Borrowed time

CABEI approves loan for El Salvador, but is it the right option?

The Central American Bank for Economic Integration (“CABEI”) approved its largest financing programme with a USD 600 million loan support for sustainable development in El Salvador. The funds are to be invested in financing SMEs involved in human development projects, improvement of public infrastructure and economic reactivation.

A senior economic adviser with prominent corporate clients across Latin America was underwhelmed, “The new loan will be welcomed but it isn’t transformational as some have suggested. To put it in perspective, USD 6 billion in remittances are sent from the Salvadoran community in the US, the new loan is just 10% of that. In fact, if you add up all the loan packages, from the IDB, IMF or private banks, the total doesn’t even reach 30% of the remittances.”

“To put it in perspective, USD 6 billion in remittances are sent from the Salvadoran community in the US, the new loan is just 10% of that.”

Senior economic adviser, El Salvador

Salvadoran economy contracted by 7.9% in 2020 due to effects of the COVID-19 pandemic, reported the Central Bank of El Salvador, and the CABEI loan will be mostly oriented to support SMEs facing liquidity issues. The aim is to alleviate the economic woes of entrepreneurs, employees and their family groups through a more efficient and direct loans programme. It is expected that funds will reach 21,000 companies which, in turn, are expected to create 100,000 jobs.

The economic adviser continued his criticism, “There is a concern that the loan will be lost to cover interest on existing debt, it will be a drop in the ocean of national debt. There is no clear state priority plan, in order to create jobs it must go to centres of technical expertise such as electrical industries, agrobusiness etc.
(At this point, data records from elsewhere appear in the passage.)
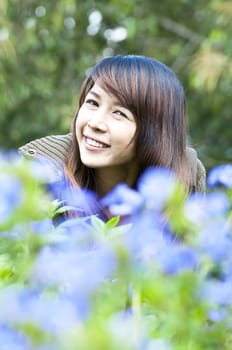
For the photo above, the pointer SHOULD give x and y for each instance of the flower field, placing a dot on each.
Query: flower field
(161, 281)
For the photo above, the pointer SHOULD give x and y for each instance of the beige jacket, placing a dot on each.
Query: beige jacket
(55, 148)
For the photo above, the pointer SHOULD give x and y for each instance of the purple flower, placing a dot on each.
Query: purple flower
(156, 185)
(122, 200)
(215, 242)
(220, 175)
(73, 270)
(203, 209)
(217, 315)
(55, 314)
(42, 227)
(11, 194)
(178, 258)
(217, 293)
(11, 339)
(83, 201)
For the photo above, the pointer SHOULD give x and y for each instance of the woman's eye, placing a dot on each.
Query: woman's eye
(91, 102)
(120, 113)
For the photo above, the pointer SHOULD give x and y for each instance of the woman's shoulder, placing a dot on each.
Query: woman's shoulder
(53, 148)
(51, 151)
(198, 172)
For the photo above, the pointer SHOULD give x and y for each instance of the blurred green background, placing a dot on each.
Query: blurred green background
(47, 46)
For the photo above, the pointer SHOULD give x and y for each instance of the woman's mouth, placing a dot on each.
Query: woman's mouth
(95, 143)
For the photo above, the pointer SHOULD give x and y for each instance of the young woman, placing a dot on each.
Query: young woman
(131, 115)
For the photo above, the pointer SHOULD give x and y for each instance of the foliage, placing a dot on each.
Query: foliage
(159, 281)
(47, 47)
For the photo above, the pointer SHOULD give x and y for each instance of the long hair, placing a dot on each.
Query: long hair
(155, 96)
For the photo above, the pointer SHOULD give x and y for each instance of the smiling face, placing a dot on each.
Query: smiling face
(105, 131)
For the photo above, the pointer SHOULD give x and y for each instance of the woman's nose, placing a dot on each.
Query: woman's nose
(97, 122)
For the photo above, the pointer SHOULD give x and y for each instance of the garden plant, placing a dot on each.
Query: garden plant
(159, 281)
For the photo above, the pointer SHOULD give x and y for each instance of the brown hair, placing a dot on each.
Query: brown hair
(155, 96)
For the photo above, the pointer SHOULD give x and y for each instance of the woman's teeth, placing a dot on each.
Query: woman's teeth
(95, 143)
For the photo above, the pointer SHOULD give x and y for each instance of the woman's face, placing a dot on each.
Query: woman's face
(105, 131)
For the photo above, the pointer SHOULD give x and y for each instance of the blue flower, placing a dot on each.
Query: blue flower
(11, 339)
(217, 293)
(42, 227)
(54, 314)
(122, 200)
(179, 258)
(220, 175)
(156, 185)
(203, 209)
(11, 195)
(216, 242)
(73, 270)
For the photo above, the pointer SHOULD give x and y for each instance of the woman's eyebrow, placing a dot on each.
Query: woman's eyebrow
(94, 94)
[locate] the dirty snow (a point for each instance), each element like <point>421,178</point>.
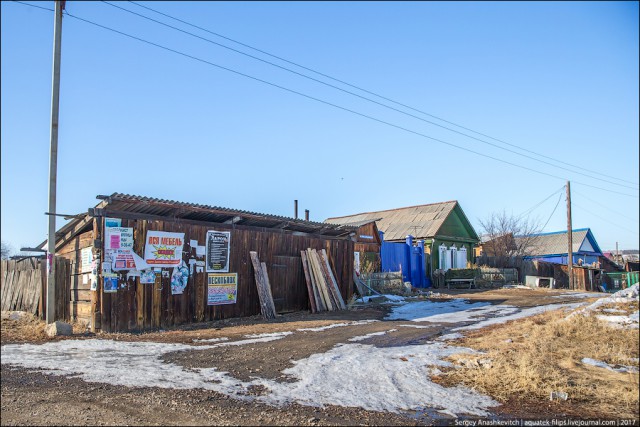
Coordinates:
<point>518,314</point>
<point>336,325</point>
<point>269,335</point>
<point>347,375</point>
<point>417,326</point>
<point>211,339</point>
<point>372,334</point>
<point>391,298</point>
<point>600,364</point>
<point>578,295</point>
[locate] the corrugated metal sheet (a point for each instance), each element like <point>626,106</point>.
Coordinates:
<point>422,221</point>
<point>556,243</point>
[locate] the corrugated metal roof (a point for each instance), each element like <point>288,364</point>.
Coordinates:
<point>148,206</point>
<point>421,221</point>
<point>555,243</point>
<point>215,214</point>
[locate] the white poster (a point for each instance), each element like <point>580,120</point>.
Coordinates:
<point>86,256</point>
<point>163,249</point>
<point>118,238</point>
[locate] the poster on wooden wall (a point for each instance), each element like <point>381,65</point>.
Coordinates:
<point>147,277</point>
<point>163,248</point>
<point>110,283</point>
<point>86,256</point>
<point>217,248</point>
<point>222,288</point>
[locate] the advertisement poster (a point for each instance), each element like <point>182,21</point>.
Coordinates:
<point>86,256</point>
<point>163,249</point>
<point>179,279</point>
<point>110,283</point>
<point>217,248</point>
<point>147,276</point>
<point>112,222</point>
<point>222,288</point>
<point>118,238</point>
<point>122,259</point>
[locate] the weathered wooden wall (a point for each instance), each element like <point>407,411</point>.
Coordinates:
<point>24,283</point>
<point>78,297</point>
<point>584,278</point>
<point>139,306</point>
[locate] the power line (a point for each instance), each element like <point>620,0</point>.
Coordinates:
<point>349,92</point>
<point>32,5</point>
<point>330,104</point>
<point>554,211</point>
<point>538,204</point>
<point>606,220</point>
<point>604,206</point>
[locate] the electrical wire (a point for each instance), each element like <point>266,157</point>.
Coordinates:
<point>347,91</point>
<point>33,5</point>
<point>366,91</point>
<point>538,204</point>
<point>604,206</point>
<point>554,211</point>
<point>604,219</point>
<point>329,103</point>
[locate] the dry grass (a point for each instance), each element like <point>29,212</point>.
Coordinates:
<point>535,356</point>
<point>21,327</point>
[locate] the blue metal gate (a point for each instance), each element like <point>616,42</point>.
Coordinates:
<point>405,257</point>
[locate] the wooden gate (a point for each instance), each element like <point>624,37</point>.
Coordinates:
<point>24,283</point>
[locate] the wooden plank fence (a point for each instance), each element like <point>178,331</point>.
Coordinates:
<point>24,283</point>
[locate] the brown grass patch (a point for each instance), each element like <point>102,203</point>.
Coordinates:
<point>21,327</point>
<point>533,357</point>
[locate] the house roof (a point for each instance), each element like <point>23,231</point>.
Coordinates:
<point>421,221</point>
<point>140,206</point>
<point>555,243</point>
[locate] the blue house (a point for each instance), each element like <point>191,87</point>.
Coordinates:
<point>553,247</point>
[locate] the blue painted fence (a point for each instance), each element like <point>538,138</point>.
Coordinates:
<point>405,257</point>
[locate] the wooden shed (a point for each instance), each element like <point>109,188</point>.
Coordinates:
<point>141,263</point>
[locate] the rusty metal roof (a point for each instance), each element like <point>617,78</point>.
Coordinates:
<point>172,210</point>
<point>118,202</point>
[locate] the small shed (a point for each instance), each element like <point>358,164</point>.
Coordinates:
<point>553,247</point>
<point>449,237</point>
<point>141,263</point>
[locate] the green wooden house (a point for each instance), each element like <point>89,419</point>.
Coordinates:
<point>449,237</point>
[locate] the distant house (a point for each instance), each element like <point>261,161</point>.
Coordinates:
<point>553,247</point>
<point>449,237</point>
<point>502,245</point>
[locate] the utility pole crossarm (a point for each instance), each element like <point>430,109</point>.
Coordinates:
<point>569,237</point>
<point>53,162</point>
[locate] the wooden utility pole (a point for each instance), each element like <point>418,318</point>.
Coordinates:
<point>570,237</point>
<point>53,163</point>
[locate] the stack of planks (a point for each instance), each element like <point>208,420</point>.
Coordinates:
<point>267,308</point>
<point>324,294</point>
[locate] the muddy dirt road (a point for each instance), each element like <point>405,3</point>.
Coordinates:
<point>339,368</point>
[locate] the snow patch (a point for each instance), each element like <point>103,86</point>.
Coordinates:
<point>372,334</point>
<point>453,336</point>
<point>336,325</point>
<point>210,339</point>
<point>347,375</point>
<point>600,364</point>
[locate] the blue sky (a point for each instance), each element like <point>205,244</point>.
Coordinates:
<point>555,78</point>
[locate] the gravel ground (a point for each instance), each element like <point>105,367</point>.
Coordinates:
<point>33,398</point>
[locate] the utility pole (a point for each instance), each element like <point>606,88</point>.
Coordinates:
<point>53,162</point>
<point>570,237</point>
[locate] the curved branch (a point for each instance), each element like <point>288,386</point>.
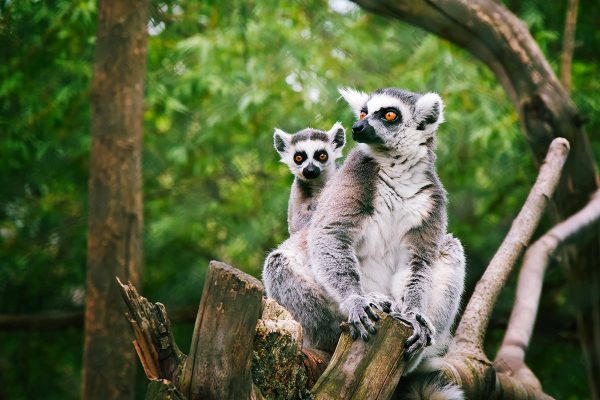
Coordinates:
<point>473,324</point>
<point>493,34</point>
<point>511,356</point>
El Salvador needs to create new industries that neighbouring competitors don’t have.”

The funds will be distributed by 13 financial institutions acting as intermediaries which will allocate them through three sub-programmes depending on the amount granted to its final beneficiary. El Salvador will have to repay the loan in 20 years with a 2.5% annual interest rate.

A former government adviser and construction executive commented, “The loan period extends beyong Bukele’s term so it is a matter of State. In this regard it is not enough, taking into account the challenges of poverty, social inequality and migration to the US and Mexico. Having said that, some scenarios show debt reaching 100% of GDP by 2023, the cost of that debt is going to cause problems for the country.”
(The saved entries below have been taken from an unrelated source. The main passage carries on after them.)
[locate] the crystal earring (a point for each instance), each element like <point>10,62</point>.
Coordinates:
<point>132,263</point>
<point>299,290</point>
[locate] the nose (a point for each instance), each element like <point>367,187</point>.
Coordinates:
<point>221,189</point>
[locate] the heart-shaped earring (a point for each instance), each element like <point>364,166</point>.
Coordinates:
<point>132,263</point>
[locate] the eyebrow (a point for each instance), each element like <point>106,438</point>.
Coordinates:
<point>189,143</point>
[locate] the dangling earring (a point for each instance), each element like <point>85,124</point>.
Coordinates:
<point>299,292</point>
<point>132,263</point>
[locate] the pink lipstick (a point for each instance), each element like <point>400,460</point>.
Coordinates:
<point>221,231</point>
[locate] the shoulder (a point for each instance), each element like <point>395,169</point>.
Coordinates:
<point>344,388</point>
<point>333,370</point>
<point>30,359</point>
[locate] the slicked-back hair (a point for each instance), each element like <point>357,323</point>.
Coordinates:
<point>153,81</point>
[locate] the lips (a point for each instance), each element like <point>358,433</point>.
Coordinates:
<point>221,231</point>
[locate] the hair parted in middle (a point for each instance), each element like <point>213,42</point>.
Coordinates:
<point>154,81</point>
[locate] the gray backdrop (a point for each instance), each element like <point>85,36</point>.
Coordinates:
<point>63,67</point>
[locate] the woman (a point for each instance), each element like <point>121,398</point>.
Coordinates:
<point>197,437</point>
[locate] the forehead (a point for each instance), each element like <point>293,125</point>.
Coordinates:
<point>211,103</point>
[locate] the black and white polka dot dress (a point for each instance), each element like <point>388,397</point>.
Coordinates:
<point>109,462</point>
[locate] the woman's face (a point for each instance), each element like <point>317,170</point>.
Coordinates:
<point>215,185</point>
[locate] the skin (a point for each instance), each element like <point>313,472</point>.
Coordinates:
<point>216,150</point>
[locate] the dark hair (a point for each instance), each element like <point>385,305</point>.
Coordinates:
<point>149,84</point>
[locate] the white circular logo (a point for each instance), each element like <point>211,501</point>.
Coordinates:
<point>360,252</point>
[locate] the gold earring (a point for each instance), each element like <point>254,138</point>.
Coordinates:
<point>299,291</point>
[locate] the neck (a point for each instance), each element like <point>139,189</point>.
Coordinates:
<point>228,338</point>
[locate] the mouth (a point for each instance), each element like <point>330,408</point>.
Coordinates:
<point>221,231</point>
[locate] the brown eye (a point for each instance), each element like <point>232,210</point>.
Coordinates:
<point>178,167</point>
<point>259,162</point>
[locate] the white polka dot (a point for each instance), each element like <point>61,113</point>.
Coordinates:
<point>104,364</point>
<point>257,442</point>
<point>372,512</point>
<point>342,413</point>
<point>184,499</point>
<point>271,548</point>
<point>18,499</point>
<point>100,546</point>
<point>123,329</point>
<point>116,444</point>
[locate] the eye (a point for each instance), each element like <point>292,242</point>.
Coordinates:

“It is not enough, taking into account the challenges of poverty, social inequality and migration to the US and Mexico.”

Former government adviser and construction executive, El Salvador

José Alejandro Zelaya, Minister of Economy, said that the funds would allow the government to push forward their social, political and economic plan to consolidate the country’s economic recovery. However, there are widespread concerns about fund allocation as President Nayib Bukele faces international accusations of overstepping his powers. The recent removal of the attorney general and five Supreme Court judges led the country’s opposition to accuse Bukele of staging a coup. Last year, he was also criticised for using troops to take control of the legislative assembly. However, Bukele controls more than two-thirds of the Congress and has a high approval rating.

The economic adviser sees further problems ahead, “The new legislative majority is shielding the current administration from accountability – huge corruption cases will be buried. Will these international financial institutions not take note of it? Thus, tomorrow the international loans will be spent and El Salvador will lose credibility.”